Social media come in different types each having different purposes. There is quite a lot of social media we can choose from these days. To name some instances I frequently use myself: Twitter, Facebook, LinkedIn, Netvibes, Digg,, the blog you are reading, my own blog on blogspot, Backtype to help my followers track the trail of comments I leave behind on the blogs of other bloggers, a number of communities on Ning and, lately, also Yammer.
In spite of the plethora of social media available, I think we can split messages into long messages (e.g. blog posts) and short messages (e.g. tweets).
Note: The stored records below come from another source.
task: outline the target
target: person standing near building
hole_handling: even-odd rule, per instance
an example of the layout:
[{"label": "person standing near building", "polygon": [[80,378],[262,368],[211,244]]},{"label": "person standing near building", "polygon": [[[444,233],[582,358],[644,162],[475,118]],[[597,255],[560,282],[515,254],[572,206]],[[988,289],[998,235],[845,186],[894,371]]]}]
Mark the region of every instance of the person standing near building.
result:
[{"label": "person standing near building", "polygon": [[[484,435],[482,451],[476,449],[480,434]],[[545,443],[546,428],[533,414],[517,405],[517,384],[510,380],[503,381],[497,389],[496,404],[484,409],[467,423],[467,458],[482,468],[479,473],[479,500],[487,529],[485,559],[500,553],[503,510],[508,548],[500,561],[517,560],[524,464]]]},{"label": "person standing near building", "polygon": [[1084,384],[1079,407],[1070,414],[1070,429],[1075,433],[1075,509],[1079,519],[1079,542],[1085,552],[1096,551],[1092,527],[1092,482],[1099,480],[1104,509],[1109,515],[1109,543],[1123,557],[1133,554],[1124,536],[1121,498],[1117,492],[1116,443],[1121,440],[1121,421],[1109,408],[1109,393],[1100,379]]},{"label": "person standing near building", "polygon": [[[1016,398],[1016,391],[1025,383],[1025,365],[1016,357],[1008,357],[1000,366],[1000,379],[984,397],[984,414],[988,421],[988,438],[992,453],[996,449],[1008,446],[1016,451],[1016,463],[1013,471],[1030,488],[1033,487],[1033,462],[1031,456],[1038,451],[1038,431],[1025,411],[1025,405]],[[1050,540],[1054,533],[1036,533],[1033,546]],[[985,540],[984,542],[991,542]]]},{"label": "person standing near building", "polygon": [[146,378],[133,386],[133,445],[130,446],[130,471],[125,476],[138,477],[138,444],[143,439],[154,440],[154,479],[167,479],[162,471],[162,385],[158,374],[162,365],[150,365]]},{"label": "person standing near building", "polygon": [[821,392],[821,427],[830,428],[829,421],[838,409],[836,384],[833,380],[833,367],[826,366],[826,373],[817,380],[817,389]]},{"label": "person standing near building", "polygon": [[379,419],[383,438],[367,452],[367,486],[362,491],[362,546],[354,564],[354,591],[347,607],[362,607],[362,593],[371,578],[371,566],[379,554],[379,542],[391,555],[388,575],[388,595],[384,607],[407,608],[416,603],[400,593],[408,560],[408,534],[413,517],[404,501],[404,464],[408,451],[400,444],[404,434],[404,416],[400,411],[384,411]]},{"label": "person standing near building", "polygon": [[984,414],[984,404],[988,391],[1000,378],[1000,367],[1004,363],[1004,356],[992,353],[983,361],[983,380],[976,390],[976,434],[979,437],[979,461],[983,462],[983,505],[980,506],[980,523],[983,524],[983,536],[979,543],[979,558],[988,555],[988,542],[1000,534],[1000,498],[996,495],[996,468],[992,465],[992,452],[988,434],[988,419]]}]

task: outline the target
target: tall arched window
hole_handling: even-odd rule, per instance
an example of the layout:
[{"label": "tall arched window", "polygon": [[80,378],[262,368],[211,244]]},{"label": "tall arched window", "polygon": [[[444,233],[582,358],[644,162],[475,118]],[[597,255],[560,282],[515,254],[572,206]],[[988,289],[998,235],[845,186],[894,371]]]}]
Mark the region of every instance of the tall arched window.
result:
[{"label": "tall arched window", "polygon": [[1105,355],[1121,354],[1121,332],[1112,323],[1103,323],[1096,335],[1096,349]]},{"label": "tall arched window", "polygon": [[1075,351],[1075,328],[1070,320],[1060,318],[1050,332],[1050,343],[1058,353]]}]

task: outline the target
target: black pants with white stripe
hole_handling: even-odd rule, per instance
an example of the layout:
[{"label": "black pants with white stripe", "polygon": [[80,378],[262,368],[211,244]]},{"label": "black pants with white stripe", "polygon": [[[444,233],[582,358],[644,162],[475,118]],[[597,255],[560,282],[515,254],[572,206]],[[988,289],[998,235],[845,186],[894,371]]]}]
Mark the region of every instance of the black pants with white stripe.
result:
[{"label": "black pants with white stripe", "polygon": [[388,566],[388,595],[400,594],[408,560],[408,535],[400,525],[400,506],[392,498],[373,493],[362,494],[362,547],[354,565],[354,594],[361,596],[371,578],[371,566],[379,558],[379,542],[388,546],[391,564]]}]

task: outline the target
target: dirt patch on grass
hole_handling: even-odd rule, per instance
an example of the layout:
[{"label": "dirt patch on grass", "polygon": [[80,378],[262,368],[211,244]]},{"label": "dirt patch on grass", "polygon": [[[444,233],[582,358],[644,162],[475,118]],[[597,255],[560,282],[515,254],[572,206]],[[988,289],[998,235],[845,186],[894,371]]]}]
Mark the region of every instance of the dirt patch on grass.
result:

Putting the essence of what you wish to say in a short message takes more effort than writing a long, incoherent rant which I am hopefully not writing right now (Mark Twain already knew this long before social media existed, and Tris Hussey had the same insight some time ago too).
The crux of communicating through social media is in choosing the right medium for the right type of message. Or put the other way around: the crux is in using social media where it is intended for. And now I am finally getting to my point: The length of a yam doesn’t seem to have a limit! This confuses users into choosing what to use Yammer for. To rant or not to rant?
I definitely see all the benefits of Yammer that Andy names in his blog, but I am not liking Yammer (yet) for the above mentioned reason. The 140 character limit of Twitter is exactly the thing I value most about microblogging. I find that the corporate yams I receive are too long to be able to get most of its message from a quick glance. It would be great if the max. yam length could be configured through the Yammer admin software (if Capgemini has claimed ownership of the yams already, which they should). I am not alone in this criticism:
So, I strongly suggest we keep our yams short. And if you don’t have the time to write a short yam, then write a lengthly rant (like I do) on your blog and broadcast a nice, short yam that links to your rant.